PDF to Markdown conversion and quote-to-bbox resolution.

## What it does

1. **Convert**: Send PDF pages to a vision-capable LLM (via [Pydantic AI](https://ai.pydantic.dev/)) to produce clean Markdown with `<!--page-->` markers between pages.
2. **Resolve**: Given verbatim quote strings, locate them in the source PDF and return bounding box coordinates.

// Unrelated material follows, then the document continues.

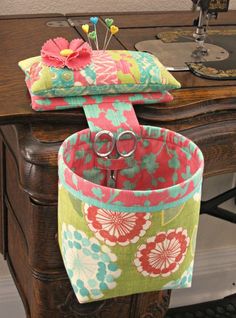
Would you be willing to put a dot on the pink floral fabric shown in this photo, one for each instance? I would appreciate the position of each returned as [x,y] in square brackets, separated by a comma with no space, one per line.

Uses [pypdfium2](https://github.com/nickel-ern/pypdfium2) for per-character bbox extraction and [seq-smith](https://github.com/populationgenomics/seq-smith) for Smith-Waterman alignment.

## Quick Start

```python
import asyncio
from groundmark import DocumentIndex
from groundmark.convert import Config, convert

async def main():
    pdf_bytes = open("document.pdf", "rb").read()

    # PDF -> Markdown (requires pydantic-ai, install with e.g. groundmark[bedrock])
    result = await convert(pdf_bytes, Config(model="bedrock:au.anthropic.claude-sonnet-4-6"))
    print(result.markdown[:500])

    # Resolve verbatim quotes to PDF bounding boxes
    doc = DocumentIndex(pdf_bytes)
    resolved = doc.resolve(["the patient presented with"])
    # -> {"the patient presented with": [(page, BBox(top, left, bottom, right)), ...]}

    # The DocumentIndex can be reused for multiple resolve calls against the same PDF
    more = doc.resolve(["another quote from the same paper"])

if __name__ == "__main__":
    asyncio.run(main())
```

## Installation

```bash
# Resolve only (no LLM dependencies)
uv add groundmark

# With LLM provider extra(s) for conversion
uv add groundmark --extra anthropic,bedrock,google,openai
```

## Configuration

### Timeouts

The LLM call for PDF-to-Markdown conversion can take several minutes for large documents, especially with Opus on Bedrock. Timeout defaults by provider:

| Provider | Default | Environment Variable |
|----------|---------|---------------------|
| Bedrock (boto3) | 300s | `AWS_READ_TIMEOUT` |
| Anthropic (httpx) | 600s | — (use `ModelSettings(timeout=...)`) |

For Bedrock with Opus, 300s may not be enough. Set a higher timeout:

```bash
export AWS_READ_TIMEOUT=600
```

## License

This project is licensed under the MIT License - see the [LICENSE](LICENSE) file for details.